With the protests garnering global headlines, right-wing figures have been quick to voice support. As well as Trump, they include French far-right leader Marine Le Pen, and Dutch far-right politicians Geert Wilders and Thierry Baudet.
"I would have preferred that the support came from the left but from the right is fine too," said Kok, whose own farm risks closure.
"Farmers are always the scapegoat."
- 'Very angry' -
The tiny Netherlands produces huge amounts of food thanks to industrialised farming -- but at the cost of being one of Europe's largest greenhouse gas emitters.
That is especially true of nitrogen, with much of this blamed on ammonia-based fertiliser and cattle-produced manure. Agriculture is responsible for 16 percent of all Dutch emissions.
Nitrogenous gases play an important role in global climate change.

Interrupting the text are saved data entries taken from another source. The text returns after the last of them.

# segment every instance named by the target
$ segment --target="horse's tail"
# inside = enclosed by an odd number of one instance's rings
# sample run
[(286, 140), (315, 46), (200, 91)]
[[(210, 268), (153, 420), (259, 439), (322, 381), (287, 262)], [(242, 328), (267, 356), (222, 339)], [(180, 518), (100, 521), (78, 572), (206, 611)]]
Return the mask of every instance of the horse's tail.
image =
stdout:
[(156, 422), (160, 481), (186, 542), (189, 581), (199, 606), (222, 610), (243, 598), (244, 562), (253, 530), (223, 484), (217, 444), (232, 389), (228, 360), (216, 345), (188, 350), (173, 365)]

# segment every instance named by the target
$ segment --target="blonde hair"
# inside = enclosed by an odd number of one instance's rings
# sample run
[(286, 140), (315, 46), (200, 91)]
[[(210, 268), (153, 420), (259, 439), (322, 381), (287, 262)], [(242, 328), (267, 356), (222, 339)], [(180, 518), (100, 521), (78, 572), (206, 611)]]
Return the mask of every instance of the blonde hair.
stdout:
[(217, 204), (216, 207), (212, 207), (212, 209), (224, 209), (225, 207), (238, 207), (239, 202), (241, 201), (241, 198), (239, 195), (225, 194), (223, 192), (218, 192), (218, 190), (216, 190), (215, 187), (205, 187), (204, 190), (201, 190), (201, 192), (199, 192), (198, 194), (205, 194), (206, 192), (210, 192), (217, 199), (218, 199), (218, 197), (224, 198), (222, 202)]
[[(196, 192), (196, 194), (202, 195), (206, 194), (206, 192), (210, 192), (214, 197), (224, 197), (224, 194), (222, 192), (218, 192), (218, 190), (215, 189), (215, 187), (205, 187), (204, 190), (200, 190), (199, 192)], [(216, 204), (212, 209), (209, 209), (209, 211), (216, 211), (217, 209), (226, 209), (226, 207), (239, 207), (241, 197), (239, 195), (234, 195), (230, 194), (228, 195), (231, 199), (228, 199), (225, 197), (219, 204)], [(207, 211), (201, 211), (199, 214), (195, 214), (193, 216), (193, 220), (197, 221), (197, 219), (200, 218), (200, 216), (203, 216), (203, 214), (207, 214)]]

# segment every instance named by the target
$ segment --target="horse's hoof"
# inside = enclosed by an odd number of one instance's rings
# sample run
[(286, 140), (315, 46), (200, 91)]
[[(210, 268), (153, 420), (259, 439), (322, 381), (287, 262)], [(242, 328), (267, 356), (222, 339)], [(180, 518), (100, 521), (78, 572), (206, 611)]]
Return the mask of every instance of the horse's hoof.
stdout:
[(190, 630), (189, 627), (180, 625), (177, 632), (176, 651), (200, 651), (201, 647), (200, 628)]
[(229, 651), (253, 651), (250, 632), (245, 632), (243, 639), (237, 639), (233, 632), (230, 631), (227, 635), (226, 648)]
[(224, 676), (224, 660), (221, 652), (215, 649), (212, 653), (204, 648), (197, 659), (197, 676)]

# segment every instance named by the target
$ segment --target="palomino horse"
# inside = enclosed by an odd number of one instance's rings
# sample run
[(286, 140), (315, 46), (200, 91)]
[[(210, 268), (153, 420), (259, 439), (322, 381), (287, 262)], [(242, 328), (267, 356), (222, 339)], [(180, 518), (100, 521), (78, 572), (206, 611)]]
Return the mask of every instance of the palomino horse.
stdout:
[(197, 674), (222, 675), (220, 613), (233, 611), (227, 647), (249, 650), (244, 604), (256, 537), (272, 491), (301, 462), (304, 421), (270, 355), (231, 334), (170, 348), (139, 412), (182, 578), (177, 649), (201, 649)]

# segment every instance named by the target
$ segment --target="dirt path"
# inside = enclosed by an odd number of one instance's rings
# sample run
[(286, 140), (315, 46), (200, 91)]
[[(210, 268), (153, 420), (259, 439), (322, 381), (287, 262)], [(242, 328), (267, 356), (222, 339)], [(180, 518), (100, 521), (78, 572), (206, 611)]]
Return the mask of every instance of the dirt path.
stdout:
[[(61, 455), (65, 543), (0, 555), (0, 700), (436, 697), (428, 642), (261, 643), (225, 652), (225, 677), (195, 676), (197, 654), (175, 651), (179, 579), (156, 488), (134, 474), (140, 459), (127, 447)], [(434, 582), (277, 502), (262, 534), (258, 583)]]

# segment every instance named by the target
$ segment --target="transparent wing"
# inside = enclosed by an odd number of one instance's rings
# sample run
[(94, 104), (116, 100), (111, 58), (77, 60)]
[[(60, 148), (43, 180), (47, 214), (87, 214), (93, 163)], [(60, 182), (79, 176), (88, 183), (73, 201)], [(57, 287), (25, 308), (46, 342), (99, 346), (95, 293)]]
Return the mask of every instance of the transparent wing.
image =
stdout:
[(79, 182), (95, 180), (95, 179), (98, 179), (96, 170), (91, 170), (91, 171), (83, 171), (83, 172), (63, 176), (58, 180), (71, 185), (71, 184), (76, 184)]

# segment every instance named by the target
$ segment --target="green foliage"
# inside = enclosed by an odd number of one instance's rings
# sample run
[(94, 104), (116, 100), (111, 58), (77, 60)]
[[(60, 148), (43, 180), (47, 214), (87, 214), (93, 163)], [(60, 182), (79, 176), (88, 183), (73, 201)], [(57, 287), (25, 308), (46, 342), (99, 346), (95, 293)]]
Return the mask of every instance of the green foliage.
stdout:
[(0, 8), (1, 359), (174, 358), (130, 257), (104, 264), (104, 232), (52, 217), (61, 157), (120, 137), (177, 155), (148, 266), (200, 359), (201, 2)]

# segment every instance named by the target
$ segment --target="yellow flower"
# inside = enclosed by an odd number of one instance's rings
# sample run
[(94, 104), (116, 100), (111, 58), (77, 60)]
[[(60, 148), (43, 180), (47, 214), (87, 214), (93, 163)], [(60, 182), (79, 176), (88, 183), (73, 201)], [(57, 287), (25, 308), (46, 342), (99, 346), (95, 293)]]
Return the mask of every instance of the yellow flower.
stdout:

Nitrous oxide is a particularly potent greenhouse gas as it is over 300 times more effective at trapping heat in the atmosphere than carbon dioxide.
The Netherlands' flat landscape sitting just above sea level makes it vulnerable to extreme weather.
In July the Netherlands recorded its third-highest temperature since records began -- 39.4C in the southern city of Maastricht.
Nitrogen-containing substances are also blamed for damage to plant and animal habitats.
Following a 2019 court ruling that the Netherlands was not doing enough to protect its natural areas from nitrogen pollution, the Dutch government said in June that the only way to meet climate goals by 2030 was "radical" cuts to farming.
This would involve a reduction in particular of around 30 percent to the Netherlands' herd of some four million cows.
The government has offered some 25 billion euros to help farmers adapt -- but has also warned that some closures are possible.
"The farmers are very angry," said Jos Ubels, vice president of the Farmers Defence Force (FDF), one of the groups coordinating the demonstrations.
"In history, every time there is a problem with a minority they have to shout really hard to be heard, so this is what we are doing."
Ubels said his group was not responsible for the roadblocks, saying that it was "just organised by local farmers -- they are very angry because they are played with."
Prime Minister Mark Rutte recently called the protests "life-threatening", yet there is a groundswell of support.
- 'Climate tyranny' -
Upside-down Dutch flags -- a symbol of the farmers' movement -- can be see hanging from many houses, lamposts and road bridges.
The Farmer-Citizen Movement (BBB), a centre-right party founded in 2019, would increase its current one seat in parliament to 19 according to latest opinion polls.
But their campaign is also going global.
The FDF's Ubels was in Warsaw last week for talks with Agriculture Minister Henryk Kowalczyk, of Poland's right-wing Law and Justice Party-led populist government.
"I will support the position of Dutch farmers in maintaining production... and I hope that their government will change its mind," Kowalczyk said in a statement.
Trump's backing has also been a boost.
"Farmers in the Netherlands of all places are courageously opposing the climate tyranny of the Dutch government," Trump told a rally in Florida in July.
In the Netherlands, a recent farmers' demo in Amsterdam brought also drew many conspiracy theorists and Covid-sceptics.
British comedian-turned-YouTuber Russell Brand recently told his 5.8 million followers that the Dutch farm plan was part of the "Great Reset" -- a conspiracy theory alleging that world leaders orchestrated the pandemic.
The support "says a lot" and shows the government's "absurd" plans "don't hold water", says Wim Brouwer, a farmer in Barneveld and local president of the main Dutch agricultural union LTO.
"The biggest problem is that we have been innovating in agriculture for years, but it's never enough," he sighed.